4. Advanced Custom Features

API Integration Example

def get_articles(self, count: int = 30) -> List[Dict]:
    """API-based article fetching."""
    api_url = f"{self.config.base_url}/api/articles"

    response = self.session.get(
        api_url,
        params={'limit': count, 'format': 'json'},
        headers=self._get_api_headers()
    )

    data = response.json()
    return [
        {
            'title': item['title'],
            'url': item['permalink'],
            'summary': item.get('excerpt', '')
        }
        for item in data.get('articles', [])
    ]

def _get_api_headers(self) -> Dict[str, str]:
    """API-specific headers."""
    return {
        'Accept': 'application/json',
        'User-Agent': 'Capcat/2.0 API Client'
    }

Anti-Bot Protection Handling

def _handle_anti_bot_protection(self, response):
    """Handle CloudFlare or similar protection."""
    if 'cloudflare' in response.text.lower():
        self.logger.warning("CloudFlare protection detected")
        # Implement CloudFlare bypass logic
        # Or use alternative endpoints

    return response

Dynamic Content Loading

def _wait_for_dynamic_content(self, soup):
    """Handle JavaScript-loaded content."""
    # Check for loading indicators
    if soup.select('.loading, .spinner'):
        time.sleep(2)  # Wait for content to load
        # Re-fetch or use selenium for complex cases

Testing Your Source

1. Basic Functionality Test

# test_newsource.py
import unittest
from core.source_system.source_registry import get_source_registry

class TestNewsSource(unittest.TestCase):
    def setUp(self):
        self.registry = get_source_registry()
        self.source = self.registry.get_source('newsource')

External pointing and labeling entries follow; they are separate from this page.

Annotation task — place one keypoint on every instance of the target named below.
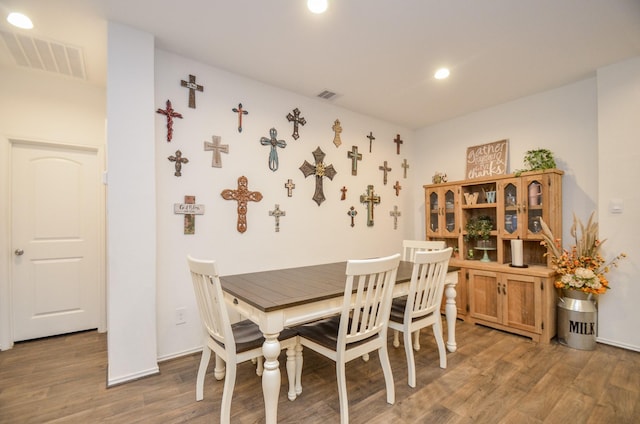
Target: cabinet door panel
(483, 292)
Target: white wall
(309, 234)
(618, 159)
(39, 106)
(564, 120)
(131, 200)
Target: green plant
(537, 159)
(478, 228)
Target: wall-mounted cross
(395, 213)
(371, 138)
(320, 170)
(179, 160)
(384, 168)
(405, 166)
(352, 212)
(337, 129)
(273, 141)
(217, 148)
(344, 193)
(355, 157)
(189, 209)
(398, 143)
(297, 120)
(277, 213)
(240, 112)
(193, 87)
(289, 186)
(397, 187)
(170, 114)
(242, 195)
(370, 199)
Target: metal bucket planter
(577, 320)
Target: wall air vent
(45, 55)
(327, 95)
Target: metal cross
(384, 169)
(240, 112)
(242, 195)
(352, 212)
(405, 165)
(273, 142)
(355, 157)
(277, 213)
(337, 129)
(179, 160)
(395, 213)
(189, 209)
(289, 186)
(371, 138)
(170, 114)
(370, 199)
(193, 87)
(216, 160)
(398, 143)
(397, 187)
(296, 119)
(320, 170)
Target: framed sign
(487, 159)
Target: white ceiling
(377, 55)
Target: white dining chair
(233, 343)
(421, 307)
(361, 327)
(409, 249)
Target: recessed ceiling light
(317, 6)
(441, 73)
(19, 20)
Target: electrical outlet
(181, 316)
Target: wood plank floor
(493, 377)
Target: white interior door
(56, 271)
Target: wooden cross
(273, 142)
(355, 157)
(242, 195)
(370, 199)
(337, 129)
(405, 165)
(320, 170)
(170, 114)
(189, 209)
(296, 119)
(371, 138)
(398, 143)
(397, 187)
(395, 213)
(384, 169)
(179, 160)
(352, 212)
(277, 213)
(217, 148)
(240, 112)
(193, 87)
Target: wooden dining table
(282, 298)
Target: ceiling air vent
(45, 55)
(327, 95)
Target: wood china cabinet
(491, 292)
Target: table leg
(451, 312)
(271, 377)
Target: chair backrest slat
(410, 247)
(427, 282)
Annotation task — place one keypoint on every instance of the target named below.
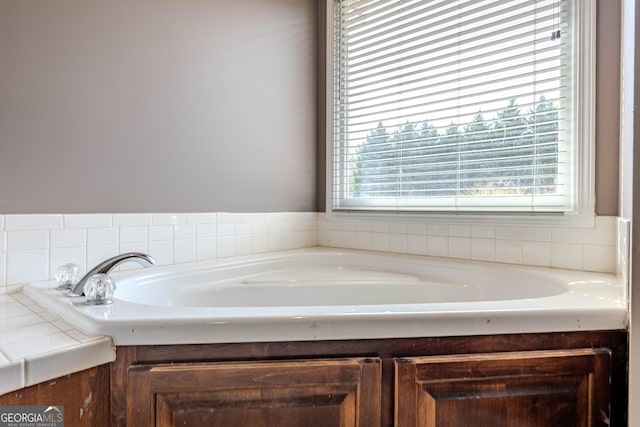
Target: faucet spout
(109, 264)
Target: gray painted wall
(198, 105)
(157, 105)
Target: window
(462, 106)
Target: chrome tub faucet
(109, 264)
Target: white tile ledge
(36, 346)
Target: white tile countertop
(36, 346)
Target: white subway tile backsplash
(201, 218)
(438, 246)
(226, 247)
(417, 244)
(133, 234)
(365, 226)
(162, 251)
(130, 220)
(272, 227)
(508, 251)
(598, 258)
(181, 232)
(398, 227)
(207, 230)
(226, 230)
(169, 219)
(606, 223)
(274, 216)
(599, 236)
(184, 251)
(67, 238)
(243, 245)
(160, 232)
(27, 266)
(567, 255)
(460, 247)
(274, 242)
(419, 229)
(19, 240)
(33, 222)
(365, 240)
(438, 230)
(536, 234)
(228, 218)
(566, 235)
(483, 231)
(244, 229)
(32, 247)
(379, 227)
(206, 248)
(483, 249)
(259, 243)
(380, 242)
(459, 230)
(88, 220)
(398, 243)
(509, 233)
(102, 236)
(536, 253)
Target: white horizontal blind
(452, 106)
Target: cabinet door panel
(538, 388)
(311, 393)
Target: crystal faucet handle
(99, 289)
(68, 275)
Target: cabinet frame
(386, 349)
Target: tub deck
(327, 294)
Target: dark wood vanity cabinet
(537, 388)
(313, 393)
(551, 379)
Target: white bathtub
(318, 293)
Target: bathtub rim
(138, 324)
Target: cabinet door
(520, 389)
(323, 393)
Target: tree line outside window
(513, 153)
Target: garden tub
(330, 294)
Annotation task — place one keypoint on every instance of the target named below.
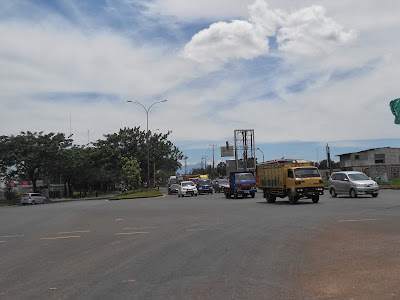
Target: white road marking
(79, 231)
(61, 237)
(134, 228)
(120, 233)
(359, 220)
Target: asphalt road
(204, 247)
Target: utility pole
(185, 158)
(212, 172)
(205, 162)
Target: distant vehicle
(352, 183)
(292, 178)
(241, 184)
(204, 186)
(187, 188)
(32, 198)
(219, 185)
(173, 189)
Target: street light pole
(147, 135)
(261, 152)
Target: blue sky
(300, 73)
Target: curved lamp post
(147, 135)
(261, 152)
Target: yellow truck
(290, 178)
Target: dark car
(204, 186)
(173, 189)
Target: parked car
(220, 184)
(173, 189)
(204, 186)
(187, 188)
(33, 198)
(352, 183)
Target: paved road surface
(204, 247)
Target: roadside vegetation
(138, 193)
(119, 159)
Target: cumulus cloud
(307, 31)
(223, 41)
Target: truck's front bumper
(309, 191)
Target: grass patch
(141, 193)
(10, 202)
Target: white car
(352, 183)
(187, 188)
(32, 198)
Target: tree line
(101, 165)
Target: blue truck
(241, 183)
(204, 186)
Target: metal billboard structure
(245, 150)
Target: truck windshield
(306, 172)
(204, 182)
(244, 176)
(360, 176)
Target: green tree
(73, 167)
(31, 154)
(131, 142)
(132, 172)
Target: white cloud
(342, 95)
(309, 32)
(223, 41)
(305, 32)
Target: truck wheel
(315, 198)
(292, 199)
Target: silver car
(352, 183)
(33, 198)
(187, 188)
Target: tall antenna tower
(245, 150)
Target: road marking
(128, 228)
(120, 233)
(80, 231)
(359, 220)
(61, 237)
(129, 280)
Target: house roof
(367, 150)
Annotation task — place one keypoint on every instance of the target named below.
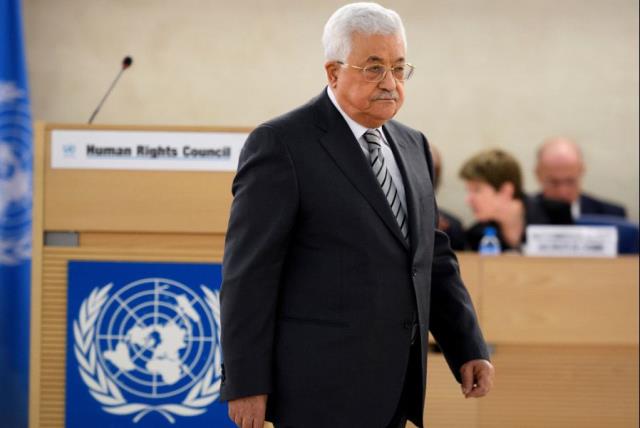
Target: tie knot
(373, 139)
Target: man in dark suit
(447, 222)
(559, 169)
(333, 271)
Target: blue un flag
(15, 218)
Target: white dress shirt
(389, 160)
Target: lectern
(133, 194)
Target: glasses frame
(363, 70)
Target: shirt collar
(357, 129)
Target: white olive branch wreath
(107, 393)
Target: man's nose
(388, 82)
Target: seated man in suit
(559, 170)
(447, 222)
(493, 180)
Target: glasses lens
(373, 73)
(407, 72)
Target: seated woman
(493, 181)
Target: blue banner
(143, 345)
(15, 218)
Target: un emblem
(15, 175)
(151, 346)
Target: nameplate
(146, 150)
(572, 241)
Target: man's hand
(248, 412)
(477, 378)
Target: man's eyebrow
(374, 58)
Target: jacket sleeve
(453, 321)
(262, 217)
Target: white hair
(364, 18)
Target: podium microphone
(126, 63)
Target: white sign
(572, 241)
(146, 150)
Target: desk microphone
(126, 63)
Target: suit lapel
(345, 151)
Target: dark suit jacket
(319, 287)
(591, 205)
(538, 210)
(454, 230)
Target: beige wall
(503, 73)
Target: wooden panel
(201, 241)
(563, 386)
(49, 325)
(570, 301)
(136, 201)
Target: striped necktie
(374, 141)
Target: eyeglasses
(376, 73)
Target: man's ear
(332, 69)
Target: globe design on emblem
(155, 338)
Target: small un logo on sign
(151, 346)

    def test_get_articles(self):
        articles = self.source.get_articles(count=5)
        self.assertGreater(len(articles), 0)
        self.assertIn('title', articles[0])
        self.assertIn('url', articles[0])

    def test_get_content(self):
        articles = self.source.get_articles(count=1)
        if articles:
            content = self.source.get_article_content(articles[0]['url'])
            self.assertIsNotNone(content)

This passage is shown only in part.